During pregnancy, increased levels of sex steroids reduce the inflammatory response⁸¹ (adapted with the kind permission of Elsevier Inc.). This image can be viewed online in color at http://www.ingentaconnect.com/content/iuatld/ijtld/2019/00000023/00000001/art000…

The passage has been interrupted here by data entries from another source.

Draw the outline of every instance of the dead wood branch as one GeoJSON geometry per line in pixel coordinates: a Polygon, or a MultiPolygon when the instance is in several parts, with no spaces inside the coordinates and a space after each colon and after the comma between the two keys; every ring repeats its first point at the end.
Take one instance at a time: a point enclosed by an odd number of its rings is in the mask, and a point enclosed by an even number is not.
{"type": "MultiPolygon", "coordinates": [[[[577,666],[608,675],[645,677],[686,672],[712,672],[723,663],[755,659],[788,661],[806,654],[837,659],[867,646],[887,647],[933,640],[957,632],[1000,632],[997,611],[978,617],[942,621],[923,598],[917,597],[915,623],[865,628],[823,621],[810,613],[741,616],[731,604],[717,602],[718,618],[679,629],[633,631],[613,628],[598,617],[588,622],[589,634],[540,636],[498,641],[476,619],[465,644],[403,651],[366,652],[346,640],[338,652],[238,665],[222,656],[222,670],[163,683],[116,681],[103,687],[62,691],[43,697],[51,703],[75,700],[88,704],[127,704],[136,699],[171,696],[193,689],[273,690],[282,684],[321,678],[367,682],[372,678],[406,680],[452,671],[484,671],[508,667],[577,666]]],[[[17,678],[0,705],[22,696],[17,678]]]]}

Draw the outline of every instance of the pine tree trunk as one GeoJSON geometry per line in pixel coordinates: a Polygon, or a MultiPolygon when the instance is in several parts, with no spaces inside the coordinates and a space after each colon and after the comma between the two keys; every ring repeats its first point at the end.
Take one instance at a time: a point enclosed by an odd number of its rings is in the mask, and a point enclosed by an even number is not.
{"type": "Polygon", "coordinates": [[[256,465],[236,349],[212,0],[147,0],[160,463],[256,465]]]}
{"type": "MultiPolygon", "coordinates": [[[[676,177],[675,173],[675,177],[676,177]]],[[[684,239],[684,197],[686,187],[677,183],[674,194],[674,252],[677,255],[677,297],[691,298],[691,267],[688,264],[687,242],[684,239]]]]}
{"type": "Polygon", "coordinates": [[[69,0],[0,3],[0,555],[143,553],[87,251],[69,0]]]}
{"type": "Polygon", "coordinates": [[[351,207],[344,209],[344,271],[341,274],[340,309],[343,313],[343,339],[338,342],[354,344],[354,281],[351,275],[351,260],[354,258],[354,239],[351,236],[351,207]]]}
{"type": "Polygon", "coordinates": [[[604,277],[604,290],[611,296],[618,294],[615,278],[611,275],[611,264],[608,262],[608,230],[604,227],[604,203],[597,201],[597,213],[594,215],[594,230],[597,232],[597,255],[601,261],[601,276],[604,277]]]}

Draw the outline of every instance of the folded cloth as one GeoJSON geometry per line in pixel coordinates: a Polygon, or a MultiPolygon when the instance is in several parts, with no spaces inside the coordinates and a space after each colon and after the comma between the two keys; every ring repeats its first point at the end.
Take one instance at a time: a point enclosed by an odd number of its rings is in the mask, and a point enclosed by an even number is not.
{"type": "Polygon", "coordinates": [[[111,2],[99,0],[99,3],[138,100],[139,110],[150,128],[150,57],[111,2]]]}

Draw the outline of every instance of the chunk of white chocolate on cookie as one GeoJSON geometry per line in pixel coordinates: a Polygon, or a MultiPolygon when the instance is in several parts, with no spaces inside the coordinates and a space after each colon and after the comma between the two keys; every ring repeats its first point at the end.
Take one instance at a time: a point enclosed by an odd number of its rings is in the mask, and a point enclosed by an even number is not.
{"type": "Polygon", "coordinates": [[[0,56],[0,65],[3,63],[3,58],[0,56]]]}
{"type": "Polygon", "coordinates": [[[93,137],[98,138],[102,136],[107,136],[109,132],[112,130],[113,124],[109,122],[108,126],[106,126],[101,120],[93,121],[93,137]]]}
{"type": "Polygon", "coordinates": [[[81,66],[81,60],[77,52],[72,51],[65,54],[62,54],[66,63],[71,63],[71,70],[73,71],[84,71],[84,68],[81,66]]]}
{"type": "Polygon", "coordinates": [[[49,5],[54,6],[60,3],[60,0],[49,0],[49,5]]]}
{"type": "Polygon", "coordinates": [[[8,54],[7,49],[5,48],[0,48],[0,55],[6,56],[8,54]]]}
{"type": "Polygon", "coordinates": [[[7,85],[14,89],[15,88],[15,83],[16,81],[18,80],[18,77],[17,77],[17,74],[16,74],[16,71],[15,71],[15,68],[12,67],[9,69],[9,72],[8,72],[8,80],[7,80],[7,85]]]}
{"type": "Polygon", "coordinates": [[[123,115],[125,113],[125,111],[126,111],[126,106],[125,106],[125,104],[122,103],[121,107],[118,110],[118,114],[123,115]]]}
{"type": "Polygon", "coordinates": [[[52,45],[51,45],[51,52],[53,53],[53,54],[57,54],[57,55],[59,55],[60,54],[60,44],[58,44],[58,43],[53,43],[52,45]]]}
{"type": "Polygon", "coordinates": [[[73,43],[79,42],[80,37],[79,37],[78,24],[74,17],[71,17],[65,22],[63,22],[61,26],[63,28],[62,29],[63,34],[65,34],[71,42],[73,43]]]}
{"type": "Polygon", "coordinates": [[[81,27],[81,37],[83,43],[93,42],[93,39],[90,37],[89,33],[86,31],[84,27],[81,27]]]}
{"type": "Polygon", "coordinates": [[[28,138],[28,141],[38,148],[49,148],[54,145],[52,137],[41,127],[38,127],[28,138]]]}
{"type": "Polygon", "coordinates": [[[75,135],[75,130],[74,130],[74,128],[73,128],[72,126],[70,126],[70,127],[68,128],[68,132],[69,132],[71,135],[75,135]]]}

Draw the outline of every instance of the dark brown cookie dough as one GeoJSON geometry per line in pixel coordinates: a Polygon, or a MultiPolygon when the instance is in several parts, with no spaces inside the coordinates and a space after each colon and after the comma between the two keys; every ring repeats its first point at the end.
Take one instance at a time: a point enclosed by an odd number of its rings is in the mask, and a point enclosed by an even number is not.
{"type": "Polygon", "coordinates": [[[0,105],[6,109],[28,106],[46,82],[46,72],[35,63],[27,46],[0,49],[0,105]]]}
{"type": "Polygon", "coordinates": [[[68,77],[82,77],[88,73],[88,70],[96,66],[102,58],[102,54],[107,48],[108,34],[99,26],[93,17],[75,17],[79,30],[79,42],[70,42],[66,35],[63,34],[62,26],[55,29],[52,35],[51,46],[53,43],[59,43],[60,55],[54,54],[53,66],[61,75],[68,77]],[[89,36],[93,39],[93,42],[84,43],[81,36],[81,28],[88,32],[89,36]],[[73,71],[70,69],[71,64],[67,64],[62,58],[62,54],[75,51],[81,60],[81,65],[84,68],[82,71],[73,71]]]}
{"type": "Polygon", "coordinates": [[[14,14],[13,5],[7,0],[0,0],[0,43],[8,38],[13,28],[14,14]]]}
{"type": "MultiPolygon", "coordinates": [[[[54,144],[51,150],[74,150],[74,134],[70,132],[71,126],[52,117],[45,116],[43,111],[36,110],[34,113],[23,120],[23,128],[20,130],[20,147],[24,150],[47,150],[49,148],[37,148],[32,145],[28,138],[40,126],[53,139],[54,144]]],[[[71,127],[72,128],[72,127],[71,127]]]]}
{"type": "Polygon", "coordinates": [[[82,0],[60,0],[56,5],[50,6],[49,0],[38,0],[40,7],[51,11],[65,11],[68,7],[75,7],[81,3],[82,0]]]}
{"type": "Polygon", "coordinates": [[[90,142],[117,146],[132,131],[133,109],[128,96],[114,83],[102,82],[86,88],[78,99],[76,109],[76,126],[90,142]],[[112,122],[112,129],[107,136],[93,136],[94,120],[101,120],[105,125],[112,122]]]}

Data from cohorts of pregnant women from India and Kenya suggest M. tuberculosis-specific decreases in IFN-γ and IL-2 responses. In a study of 356 non-HIV-infected Indian women with LTBI, the median IFN-γ concentration was significantly lower in the third trimester and at delivery than 3 months postpartum (P = 0.001).⁸⁶ The same pattern was observed in HIV-infected pregnant women with LTBI in India and Kenya.^87,88 Those who went on to develop active TB had greater reductions in IFN-γ and IL-2 during pregnancy than women without active TB.⁸⁷ GDM was not tested for in the Indian or Kenyan studies.

RESEARCH GAPS

Given that pregnancy, DM and HIV all cause immune changes that increase the risk of developing active TB (Table), it is possible that HIV-infected pregnant women with GDM are at particularly high risk of progressing to active TB. However, data on TB in GDM in both HIV-infected and non-HIV-infected populations are lacking. Research priorities should include:

• Systematic prevalence data of GDM in TB-endemic countries, particularly among HIV-infected women

• Assessment of integrated screening for HIV, TB and DM in pregnancy

• Outcomes-based research to establish consensus on an appropriate algorithm for GDM screening worldwide

• Cohort and translational studies of HIV-infected women to determine if there is an association between various cART regimens and GDM, with a focus on perinatally infected women with a longer duration of cART exposure

• Immunologic data to delineate the impact of GDM on TB immunity and clinical outcomes, including in HIV-infected and non-HIV-infected pregnant women and their infants

• Impact of GDM treatment on risk of active TB in pregnant and postpartum women

• Impact of pre-DM on the immune response to TB and infant outcomes

Table.

Effect of TB, DM and pregnancy on key cell populations and TB pathogenesis ⁸⁹

Cell type	Function	Effect of TB	Effect of DM	Effect of pregnancy	Effect of HIV
Th1	Cell-mediated immune response  • Macrophage activation	↑Th1 ↑IFN-γ ↑TNF-α ↑IL-2	↑Th1 ↑IFN-γ ↑TNF-α ↑IL-2	↓Th1 ↓IFN-γ ↓TNF-α ↓IL-2	↓Th1 ↓IFN-γ ↓TNF-α ↓IL-2
Th2	Humoral immune response  • Stimulate M2  • B cell response	↑↓Th2 ↑↓IL-4 ↓IL-5	↓Th2 ↓IL-4	↑Th2 ↑IL-4 ↑IL-6	↑Th2 ↑IL-6
Treg	Suppress and regulate immune response  • Prevent pro-inflammatory cytokine secretion	↑Treg ↑TGF-β ↑↓IL-10	↓Treg ↑↓IL-10	↑Treg ↑TGF-β, ↑IL-10	↑Treg ↑TGF-β, ↑IL-10
Pathogenesis of TB infection and disease		NA	Chronic hyperglycemia → altered immune response to M. tuberculosis, delayed innate immune response	Th1/Th2 imbalance, reduced IFN-γ, TNF-α, IL-2 response to stimulation with TB antigen	CD4 depletion, tipped Th1/Th2 balance, HIV impairs TNF-α facilitates bacterial survival89

TB=tuberculosis; DM=diabetes mellitus; HIV=human immunodeficiency virus;TH=T-helper; IFN-γ=interferon-gamma; TNF-α=tumor necrosis factor-alpha; IL=interleukin; T_reg = regulatory T-cells; TGF-β = transforming growth factor-beta; NA = not available.

Filling these critical gaps will allow us to optimize screening and treatment options for pregnant women with GDM, and particularly those with HIV in TB-endemic countries.